With the introduction of Girl Guides in 1972, a new hut was built for their meetings, and Badger’s Wood started to take on the look it has today.
Landfill was brought in to make a parade ground where once was swamp, and a new den (now the bunkhouse) was built.
By the end of the decade much of the swamp had been filled, courtesy of Keith Beckman spending many long hours on the front end loader.
In 1990, part of the group’s land was sold to make way for Gibson Road, and the proceeds used for more construction work into the ‘90s, including the addition of two demountable classrooms and a removal house from Sunshine Beach, which became the caretaker’s cottage.
These improvements enabled Noosa Sea Scouts group to establish a profitable campground in the new century. While the business now operates under a separate entity, the funding it provides has enabled the group to look forward to a sustainable future.
The popularity of Scouting in Australia has gone up and down over the decades.
“Right now it’s not as popular as it was in the 1970s, but much more popular than it was in the ‘90s,” former Scout leader and Badger’s Wood caretaker Cr Brian Stockwell said.
“Pre-Covid our group was around 100 and now it’s edging its way back to that level.”
Meanwhile, as the Scouts arrived for their meeting at Badger’s Wood last Thursday night, in another building the core group organising the 70th celebration was clustered around a table overflowing with memorabilia.

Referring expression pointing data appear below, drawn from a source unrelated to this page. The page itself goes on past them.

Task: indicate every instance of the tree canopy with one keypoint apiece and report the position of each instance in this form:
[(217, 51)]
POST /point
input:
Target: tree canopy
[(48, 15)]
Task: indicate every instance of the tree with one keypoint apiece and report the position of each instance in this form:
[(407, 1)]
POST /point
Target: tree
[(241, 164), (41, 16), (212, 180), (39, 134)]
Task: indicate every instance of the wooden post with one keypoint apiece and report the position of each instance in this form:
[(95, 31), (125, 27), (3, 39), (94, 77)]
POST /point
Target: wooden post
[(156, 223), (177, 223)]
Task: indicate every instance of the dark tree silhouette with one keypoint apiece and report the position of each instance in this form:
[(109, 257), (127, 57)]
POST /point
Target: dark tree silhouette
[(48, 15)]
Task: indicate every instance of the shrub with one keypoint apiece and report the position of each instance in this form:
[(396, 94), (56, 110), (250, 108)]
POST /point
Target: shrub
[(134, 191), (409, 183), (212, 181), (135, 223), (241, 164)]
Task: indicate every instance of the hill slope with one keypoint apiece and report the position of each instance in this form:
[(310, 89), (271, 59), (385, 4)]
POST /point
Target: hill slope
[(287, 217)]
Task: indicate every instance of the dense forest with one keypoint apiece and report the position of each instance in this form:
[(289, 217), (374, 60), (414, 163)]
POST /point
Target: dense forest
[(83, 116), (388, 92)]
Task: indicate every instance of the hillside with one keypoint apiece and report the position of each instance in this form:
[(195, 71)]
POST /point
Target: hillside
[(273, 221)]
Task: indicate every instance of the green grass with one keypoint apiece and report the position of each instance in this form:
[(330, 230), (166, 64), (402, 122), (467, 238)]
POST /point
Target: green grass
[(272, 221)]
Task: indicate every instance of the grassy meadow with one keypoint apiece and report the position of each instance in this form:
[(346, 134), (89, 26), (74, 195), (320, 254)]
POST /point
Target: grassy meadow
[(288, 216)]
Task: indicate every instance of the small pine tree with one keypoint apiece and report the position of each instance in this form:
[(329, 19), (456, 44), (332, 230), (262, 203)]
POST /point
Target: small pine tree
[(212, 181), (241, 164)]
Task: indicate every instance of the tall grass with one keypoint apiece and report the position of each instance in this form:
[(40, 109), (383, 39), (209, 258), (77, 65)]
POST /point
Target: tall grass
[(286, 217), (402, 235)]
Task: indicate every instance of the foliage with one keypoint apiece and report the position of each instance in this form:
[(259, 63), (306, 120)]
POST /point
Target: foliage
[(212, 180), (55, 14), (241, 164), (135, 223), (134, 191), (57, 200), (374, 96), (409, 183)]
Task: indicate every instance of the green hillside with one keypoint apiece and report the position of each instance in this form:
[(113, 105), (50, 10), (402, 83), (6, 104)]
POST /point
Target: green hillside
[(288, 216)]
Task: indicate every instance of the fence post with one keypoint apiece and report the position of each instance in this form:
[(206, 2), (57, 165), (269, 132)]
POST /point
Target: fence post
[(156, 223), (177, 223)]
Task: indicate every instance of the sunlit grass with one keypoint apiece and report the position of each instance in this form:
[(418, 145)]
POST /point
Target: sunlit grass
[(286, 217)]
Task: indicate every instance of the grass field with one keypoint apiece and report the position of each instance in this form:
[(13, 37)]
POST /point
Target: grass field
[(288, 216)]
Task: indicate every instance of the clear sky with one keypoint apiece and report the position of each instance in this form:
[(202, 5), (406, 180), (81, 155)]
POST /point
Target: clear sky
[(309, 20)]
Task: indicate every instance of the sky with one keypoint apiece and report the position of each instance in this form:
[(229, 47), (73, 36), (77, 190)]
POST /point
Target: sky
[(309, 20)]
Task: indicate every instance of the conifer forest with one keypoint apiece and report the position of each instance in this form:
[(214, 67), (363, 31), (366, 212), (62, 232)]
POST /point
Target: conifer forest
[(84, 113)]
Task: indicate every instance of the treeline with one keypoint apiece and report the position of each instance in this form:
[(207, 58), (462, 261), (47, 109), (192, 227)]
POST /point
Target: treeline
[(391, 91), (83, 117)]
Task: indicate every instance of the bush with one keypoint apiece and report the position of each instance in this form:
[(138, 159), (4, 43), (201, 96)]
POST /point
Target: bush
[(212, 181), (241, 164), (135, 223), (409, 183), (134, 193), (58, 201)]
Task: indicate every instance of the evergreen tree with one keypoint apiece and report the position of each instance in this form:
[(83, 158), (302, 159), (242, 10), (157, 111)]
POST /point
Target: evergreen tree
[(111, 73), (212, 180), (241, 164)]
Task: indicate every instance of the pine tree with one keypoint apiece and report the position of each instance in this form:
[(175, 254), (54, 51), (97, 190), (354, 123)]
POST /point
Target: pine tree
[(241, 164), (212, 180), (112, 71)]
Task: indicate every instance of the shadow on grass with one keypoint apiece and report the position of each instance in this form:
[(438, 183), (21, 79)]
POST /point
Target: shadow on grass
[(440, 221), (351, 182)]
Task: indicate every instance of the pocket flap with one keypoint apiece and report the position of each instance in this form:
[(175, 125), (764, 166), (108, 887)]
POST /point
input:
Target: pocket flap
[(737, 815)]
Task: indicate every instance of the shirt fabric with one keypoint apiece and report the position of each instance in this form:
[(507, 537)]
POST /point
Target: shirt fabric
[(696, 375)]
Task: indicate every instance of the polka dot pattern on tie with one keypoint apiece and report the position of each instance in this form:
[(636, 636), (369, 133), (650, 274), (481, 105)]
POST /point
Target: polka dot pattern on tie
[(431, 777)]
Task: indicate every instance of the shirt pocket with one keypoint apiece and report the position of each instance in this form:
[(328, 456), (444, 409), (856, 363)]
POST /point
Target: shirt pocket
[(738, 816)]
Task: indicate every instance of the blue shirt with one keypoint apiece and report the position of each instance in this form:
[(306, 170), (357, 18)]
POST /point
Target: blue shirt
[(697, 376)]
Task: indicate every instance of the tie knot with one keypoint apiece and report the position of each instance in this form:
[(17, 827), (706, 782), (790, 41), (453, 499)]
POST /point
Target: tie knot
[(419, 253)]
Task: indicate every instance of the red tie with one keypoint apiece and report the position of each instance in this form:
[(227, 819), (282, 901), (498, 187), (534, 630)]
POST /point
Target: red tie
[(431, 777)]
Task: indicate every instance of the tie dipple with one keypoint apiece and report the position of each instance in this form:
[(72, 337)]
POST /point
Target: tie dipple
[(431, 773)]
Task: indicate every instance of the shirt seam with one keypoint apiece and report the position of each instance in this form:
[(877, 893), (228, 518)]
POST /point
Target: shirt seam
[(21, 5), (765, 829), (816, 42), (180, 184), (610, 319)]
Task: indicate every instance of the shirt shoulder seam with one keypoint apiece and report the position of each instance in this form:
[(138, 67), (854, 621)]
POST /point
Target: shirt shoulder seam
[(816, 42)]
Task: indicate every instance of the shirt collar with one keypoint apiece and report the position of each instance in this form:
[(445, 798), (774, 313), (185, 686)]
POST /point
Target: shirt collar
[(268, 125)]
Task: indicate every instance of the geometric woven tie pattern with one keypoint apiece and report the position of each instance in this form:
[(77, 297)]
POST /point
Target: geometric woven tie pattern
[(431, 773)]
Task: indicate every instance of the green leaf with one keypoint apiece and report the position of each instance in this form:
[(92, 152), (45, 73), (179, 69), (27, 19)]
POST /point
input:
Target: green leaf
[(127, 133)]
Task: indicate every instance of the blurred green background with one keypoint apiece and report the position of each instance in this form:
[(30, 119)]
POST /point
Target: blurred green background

This group included former leaders Len Palona Barty and his wife Marilyn, better known at the grounds as Bilbee, and parent helpers Ian Kate and Victoria Bodell-Brown. Brian Coogee Stockwell had dropped in to lend a hand.
Says Ian Kaye: “The focus of the anniversary will be a community event on Sunday 21 August, with an overnight camp for the Scouts and Cubs on 20-21 August. The day itself will feature a campfire sausage sizzle, presentations and an exhibition of Scouting memorabilia on the theme of Youth of today, leaders of tomorrow.
“The exhibition, in our Venturers’ Hut, will be open for viewing over a two-week period around the anniversary.
“We are looking for former Scouts and leaders to get in contact with stories and memories they may wish to share.
”One of the more ambitious projects is to restore the 1950s British Sea Scouts patrol sailing boat, The Voyager, donated to the Noosa group in 1974 and used for teaching both sailing and rowing.
“It now lives, waterlogged and rotting, at Badger’s Wood, but come August it will live again and be part of the exhibition.